The Kansas open records act (KORA), K.S.A. 45-215 et seq., provides that public records must "be open for inspection by any person. . . ." K.S.A. 45-216(a). A "public record" is "any recorded information, regardless of form or characteristics, which is made, maintained or kept by or in the possession of any public agency." K.S.A. 45-217(f)(1). County offices are public agencies. K.S.A. 45-217(e)(1). Under these definitions, the records in question are public records.
Furthermore, K.S.A. 79-1458 states:
"The county appraiser shall install and maintain such records and data relating to the identification and appraisal of all property in the county, taxable and exempt, required by the director of property valuation.
"Except as specifically provided by law, all records of the county appraiser, the county board of equalization and the director of property valuation relating to the identification and appraisal of real and personal property shall be open at all reasonable times to public inspection."
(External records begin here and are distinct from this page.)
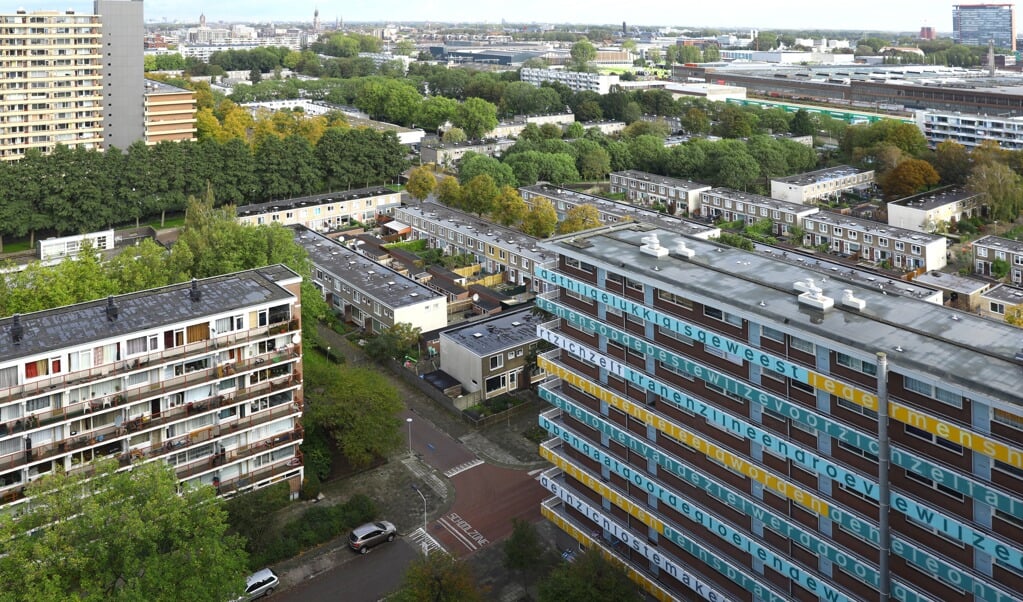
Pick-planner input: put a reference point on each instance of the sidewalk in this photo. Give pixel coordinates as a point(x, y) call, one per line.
point(391, 484)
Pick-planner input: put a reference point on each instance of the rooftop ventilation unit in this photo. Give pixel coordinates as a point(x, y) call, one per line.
point(682, 251)
point(849, 301)
point(652, 246)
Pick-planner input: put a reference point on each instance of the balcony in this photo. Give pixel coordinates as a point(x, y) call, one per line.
point(127, 367)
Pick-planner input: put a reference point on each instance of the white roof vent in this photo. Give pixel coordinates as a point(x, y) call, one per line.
point(849, 301)
point(652, 246)
point(682, 251)
point(813, 296)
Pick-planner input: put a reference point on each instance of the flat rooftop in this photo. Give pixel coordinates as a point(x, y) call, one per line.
point(951, 282)
point(935, 199)
point(371, 278)
point(1006, 294)
point(951, 346)
point(761, 201)
point(1001, 244)
point(874, 227)
point(820, 175)
point(84, 323)
point(662, 180)
point(624, 210)
point(327, 199)
point(471, 225)
point(496, 334)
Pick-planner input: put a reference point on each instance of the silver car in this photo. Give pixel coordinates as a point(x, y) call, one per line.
point(365, 536)
point(262, 583)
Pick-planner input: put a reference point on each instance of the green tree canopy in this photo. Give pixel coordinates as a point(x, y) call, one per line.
point(120, 535)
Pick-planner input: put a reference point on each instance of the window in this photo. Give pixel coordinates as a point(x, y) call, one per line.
point(674, 299)
point(800, 344)
point(722, 315)
point(936, 486)
point(930, 438)
point(854, 363)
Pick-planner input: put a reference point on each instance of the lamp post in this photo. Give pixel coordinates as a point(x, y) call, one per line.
point(409, 421)
point(425, 532)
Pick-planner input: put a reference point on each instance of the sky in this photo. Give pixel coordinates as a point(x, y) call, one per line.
point(727, 14)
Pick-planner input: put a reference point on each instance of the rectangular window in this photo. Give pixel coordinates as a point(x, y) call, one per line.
point(801, 344)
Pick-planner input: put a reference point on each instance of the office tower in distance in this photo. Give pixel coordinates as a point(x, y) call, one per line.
point(976, 25)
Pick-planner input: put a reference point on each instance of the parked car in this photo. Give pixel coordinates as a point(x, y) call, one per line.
point(365, 536)
point(262, 583)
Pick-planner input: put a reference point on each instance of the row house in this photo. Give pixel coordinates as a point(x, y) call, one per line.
point(823, 183)
point(732, 205)
point(676, 195)
point(205, 376)
point(496, 249)
point(878, 243)
point(988, 250)
point(366, 293)
point(324, 212)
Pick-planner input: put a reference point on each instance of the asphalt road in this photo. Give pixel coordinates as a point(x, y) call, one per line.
point(365, 577)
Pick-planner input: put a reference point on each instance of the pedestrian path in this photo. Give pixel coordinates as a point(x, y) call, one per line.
point(426, 541)
point(462, 468)
point(428, 476)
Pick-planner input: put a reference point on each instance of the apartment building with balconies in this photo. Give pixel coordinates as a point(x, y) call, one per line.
point(874, 242)
point(51, 68)
point(205, 376)
point(714, 424)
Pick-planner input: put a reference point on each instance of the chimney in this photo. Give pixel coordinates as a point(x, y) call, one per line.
point(16, 330)
point(112, 309)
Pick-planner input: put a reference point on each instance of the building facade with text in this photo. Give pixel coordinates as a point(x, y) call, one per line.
point(714, 427)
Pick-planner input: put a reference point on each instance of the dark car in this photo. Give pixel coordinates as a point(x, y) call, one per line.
point(365, 536)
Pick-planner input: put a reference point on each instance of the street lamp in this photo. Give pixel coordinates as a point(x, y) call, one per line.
point(425, 532)
point(409, 421)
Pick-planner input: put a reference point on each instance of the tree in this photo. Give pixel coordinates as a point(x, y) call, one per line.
point(120, 535)
point(449, 191)
point(453, 136)
point(541, 219)
point(582, 53)
point(359, 409)
point(908, 177)
point(1001, 187)
point(580, 217)
point(523, 551)
point(420, 182)
point(476, 117)
point(589, 578)
point(802, 124)
point(509, 209)
point(439, 577)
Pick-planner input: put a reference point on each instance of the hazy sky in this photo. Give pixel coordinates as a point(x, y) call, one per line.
point(862, 14)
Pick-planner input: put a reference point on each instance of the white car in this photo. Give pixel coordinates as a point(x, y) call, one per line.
point(262, 583)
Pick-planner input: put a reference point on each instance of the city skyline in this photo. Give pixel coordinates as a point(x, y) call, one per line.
point(742, 14)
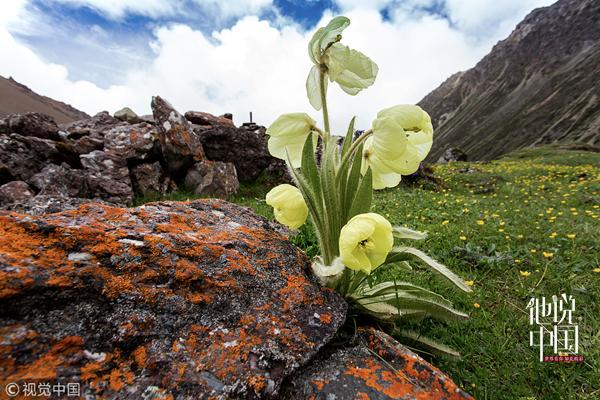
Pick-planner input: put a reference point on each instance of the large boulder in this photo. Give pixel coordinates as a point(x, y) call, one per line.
point(150, 179)
point(212, 178)
point(15, 192)
point(132, 142)
point(203, 119)
point(107, 177)
point(245, 148)
point(180, 146)
point(375, 367)
point(60, 180)
point(166, 301)
point(30, 124)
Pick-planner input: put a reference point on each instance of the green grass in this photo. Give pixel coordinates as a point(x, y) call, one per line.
point(527, 202)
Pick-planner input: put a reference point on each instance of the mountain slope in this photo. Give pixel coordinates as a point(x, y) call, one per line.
point(540, 85)
point(18, 98)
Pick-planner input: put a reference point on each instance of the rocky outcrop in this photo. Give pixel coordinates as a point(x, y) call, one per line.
point(540, 85)
point(375, 367)
point(166, 301)
point(212, 178)
point(179, 143)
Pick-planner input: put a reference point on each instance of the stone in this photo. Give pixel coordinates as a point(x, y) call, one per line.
point(107, 177)
point(376, 367)
point(203, 118)
point(126, 114)
point(212, 178)
point(132, 142)
point(95, 126)
point(49, 204)
point(246, 149)
point(170, 300)
point(149, 178)
point(15, 192)
point(31, 124)
point(60, 180)
point(452, 154)
point(179, 144)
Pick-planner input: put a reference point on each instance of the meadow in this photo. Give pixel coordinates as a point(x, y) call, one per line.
point(526, 225)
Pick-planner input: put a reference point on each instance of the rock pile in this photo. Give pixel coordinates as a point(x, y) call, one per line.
point(197, 300)
point(113, 159)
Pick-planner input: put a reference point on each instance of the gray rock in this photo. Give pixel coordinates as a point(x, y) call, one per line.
point(212, 178)
point(180, 146)
point(15, 192)
point(212, 304)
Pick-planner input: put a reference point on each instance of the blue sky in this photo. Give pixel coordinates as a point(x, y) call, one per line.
point(240, 55)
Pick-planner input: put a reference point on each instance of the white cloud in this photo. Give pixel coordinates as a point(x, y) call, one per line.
point(255, 66)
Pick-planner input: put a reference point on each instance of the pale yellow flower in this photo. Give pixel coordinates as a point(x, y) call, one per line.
point(402, 137)
point(289, 133)
point(365, 242)
point(288, 205)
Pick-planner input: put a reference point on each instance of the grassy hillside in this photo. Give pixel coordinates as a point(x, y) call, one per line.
point(523, 226)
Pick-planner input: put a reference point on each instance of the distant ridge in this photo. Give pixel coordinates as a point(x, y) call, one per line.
point(18, 98)
point(540, 85)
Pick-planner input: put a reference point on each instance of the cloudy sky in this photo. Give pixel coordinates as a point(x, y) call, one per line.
point(241, 55)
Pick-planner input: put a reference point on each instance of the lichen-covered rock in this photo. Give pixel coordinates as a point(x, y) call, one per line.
point(126, 114)
point(60, 180)
point(30, 124)
point(212, 178)
point(245, 148)
point(173, 300)
point(132, 142)
point(149, 178)
point(107, 177)
point(15, 192)
point(180, 146)
point(203, 118)
point(377, 367)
However, not all public records are required to be disclosed. K.S.A. 45-221(b) in part provides:
"Except to the extent disclosure is otherwise required by law or as appropriate during the course of an administrative proceeding or on appeal from agency action, a public agency or officer shall not disclose financial information of a taxpayer which may be required or requested by a county appraiser to assist in the determination of the value of the taxpayer's property for ad valorem taxation purposes. . . ."
Further K.S.A. 45-221(d) provides:
"If a public record contains material which is not subject to disclosure pursuant to this act, the public agency shall separate or delete such material and make available to the requester that material in the public record which is subject to disclosure pursuant to this act. If a public record is not subject to disclosure because it pertains to an identifiable individual, the public agency shall delete the identifying portions of the record and make available to the requester any remaining portions which are subject to disclosure pursuant to this act, unless the request is for a record pertaining to a specific individual or to such a limited group of individuals that the individuals' identities are reasonably ascertainable, the public agency shall not be required to disclose those portions of the record which pertain to such individual or individuals."
If the disclosure is requested during the course of an administrative proceeding or on appeal from an agency action, then the county appraiser's office must comply with the request and disclose the information in its entirety. Otherwise, the identifying portions of the questionnaires such as the name, address, and phone number of the owner and financial information of a taxpayer should be deleted before a disclosure.
Furthermore, the county appraiser's office is not required to disclose records on a group of individuals so limited that their identities are reasonably ascertainable. We conclude that the public agency is within its discretion to determine whether certain records requested pertain to a specific individual or such a limited group of individuals and are therefore not open for public inspection.